Just days after the state's restrictive voting law took hold, election officials in Watauga and Pasquotank counties announced policies to drastically curb student voting. First, the local elections board of Watauga County, home to Appalachian State University, voted to eliminate an early voting and general election polling place on campus. Now students seeking to cast a ballot will have to travel to an off-campus voting site that is absurdly difficult to reach: inaccessible by public transportation, and over a mile from campus, alongside a 45 mph road with no sidewalk. Worse still, in the Watauga County election board's decision to condense what used to be three county polling places into one, this single precinct -- which was designed for 1,500 voters and only has 35 parking spaces -- will have to serve 9,300 voters.

Incredibly, students at Elizabeth City State University, a historically black college in North Carolina's Pasquotank County, faced an even harsher attack on their right to vote. The ambush began when Elizabeth City senior Montravias King, who has lived and voted in Pasquotank County since he started attending school there in 2009, decided to run for city council. After Pete Gilbert, the Pasquotank County Republican Party chairman, argued that a college campus is not a valid residency for holding public office, the county elections board agreed and disqualified King from the ballot. Since North Carolina's requirements to run for office are the same as those for being allowed to vote, Gilbert subsequently announced plans to challenge the voting eligibility of Elizabeth City students -- a tactic that could have put him on track to disenfranchise the entire school.

After widespread outcry, the State Board of Elections stepped in, reversing the local board's decision and allowing King to run for office using his school address. In a disappointing split decision, however, the state board also upheld Watauga County's decision to close the voting site at Appalachian State University.

It's no surprise that state and local officials are focusing on youth voters, who are perennial targets when politicians manipulate election rules for their own advantage. It's also no coincidence that black students are being specifically targeted, when North Carolina's African-American voter turnout exceeded the rate of whites last year, with 70.2 percent of black registered voters casting a ballot. The multifaceted plan here, from a statewide voter suppression law to the chilling actions of individual county election boards, is to make it harder for them to vote. It's an ugly and arrogant strategy that threatens to fundamentally change democracy in North Carolina. These politicians will not get away with it.

Although the Supreme Court's decision in Shelby County v. Holder in June -- which essentially struck down the Voting Rights Act's Section 5 requirement for North Carolina, and other states with histories of discriminatory voting laws, to submit voting changes for federal review -- freed the state to unleash its undemocratic policies, the voting rights community is doubling down to fight back. Before the ink had even dried on North Carolina's new voting law, on the same day Advancement Project and other organizations filed suit against it.

Elizabeth City's plan to challenge the residency of college students blatantly and illegally defies the 1979 Supreme Court ruling of Symm v. United States, which ruled that students have the constitutional right to register and vote where they go to school.
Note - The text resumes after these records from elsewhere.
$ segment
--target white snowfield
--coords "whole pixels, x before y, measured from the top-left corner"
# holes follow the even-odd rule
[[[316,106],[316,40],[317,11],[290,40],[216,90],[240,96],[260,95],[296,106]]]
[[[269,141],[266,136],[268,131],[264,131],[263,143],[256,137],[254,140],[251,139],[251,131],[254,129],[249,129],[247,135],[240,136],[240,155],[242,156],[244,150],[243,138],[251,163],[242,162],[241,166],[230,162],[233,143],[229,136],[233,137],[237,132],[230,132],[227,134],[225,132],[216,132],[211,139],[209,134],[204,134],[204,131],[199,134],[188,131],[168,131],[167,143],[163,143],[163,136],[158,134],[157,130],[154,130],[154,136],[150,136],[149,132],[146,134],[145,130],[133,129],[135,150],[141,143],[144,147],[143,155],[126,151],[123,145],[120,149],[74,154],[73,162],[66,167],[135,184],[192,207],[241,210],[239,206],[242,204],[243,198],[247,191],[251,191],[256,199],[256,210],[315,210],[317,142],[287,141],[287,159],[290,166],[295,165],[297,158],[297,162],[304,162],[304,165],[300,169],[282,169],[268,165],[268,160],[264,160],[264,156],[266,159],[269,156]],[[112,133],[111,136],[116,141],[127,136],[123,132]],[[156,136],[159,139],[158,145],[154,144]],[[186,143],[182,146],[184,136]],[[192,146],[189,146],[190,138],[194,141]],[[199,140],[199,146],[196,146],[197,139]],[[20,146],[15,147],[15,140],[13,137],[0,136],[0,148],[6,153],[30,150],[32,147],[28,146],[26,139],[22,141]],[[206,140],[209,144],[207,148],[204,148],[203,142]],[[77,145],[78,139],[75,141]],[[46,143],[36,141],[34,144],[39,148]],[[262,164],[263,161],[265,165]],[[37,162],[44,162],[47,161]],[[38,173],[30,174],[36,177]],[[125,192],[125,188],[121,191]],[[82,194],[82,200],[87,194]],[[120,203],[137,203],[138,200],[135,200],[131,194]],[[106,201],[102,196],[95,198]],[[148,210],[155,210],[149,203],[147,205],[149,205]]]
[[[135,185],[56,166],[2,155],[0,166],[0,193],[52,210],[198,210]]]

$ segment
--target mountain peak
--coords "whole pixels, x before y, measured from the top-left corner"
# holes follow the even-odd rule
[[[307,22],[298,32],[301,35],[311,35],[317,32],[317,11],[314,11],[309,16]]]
The state elections board was right to stop it. And the thousands of North Carolina citizens who swarmed the statehouse for 13 weeks during the last legislative session, in "Moral Monday" demonstrations led by the North Carolina NAACP to protest these kinds of partisan attacks on voting, are still fired up. Last week thousands more showed up to 13 simultaneous rallies across the state, letting officials know in no uncertain terms that voting time is coming -- and they will be ready.

As the attacks on voting in North Carolina get more vicious, understand that the fight is far from over. Even with the loss of Section 5 of the Voting Rights Act, Advancement Project and our partners will continue swinging back with other tools to protect the right to vote. We will not rest until every effort to curb the fundamental right to have a voice in our democracy is defeated.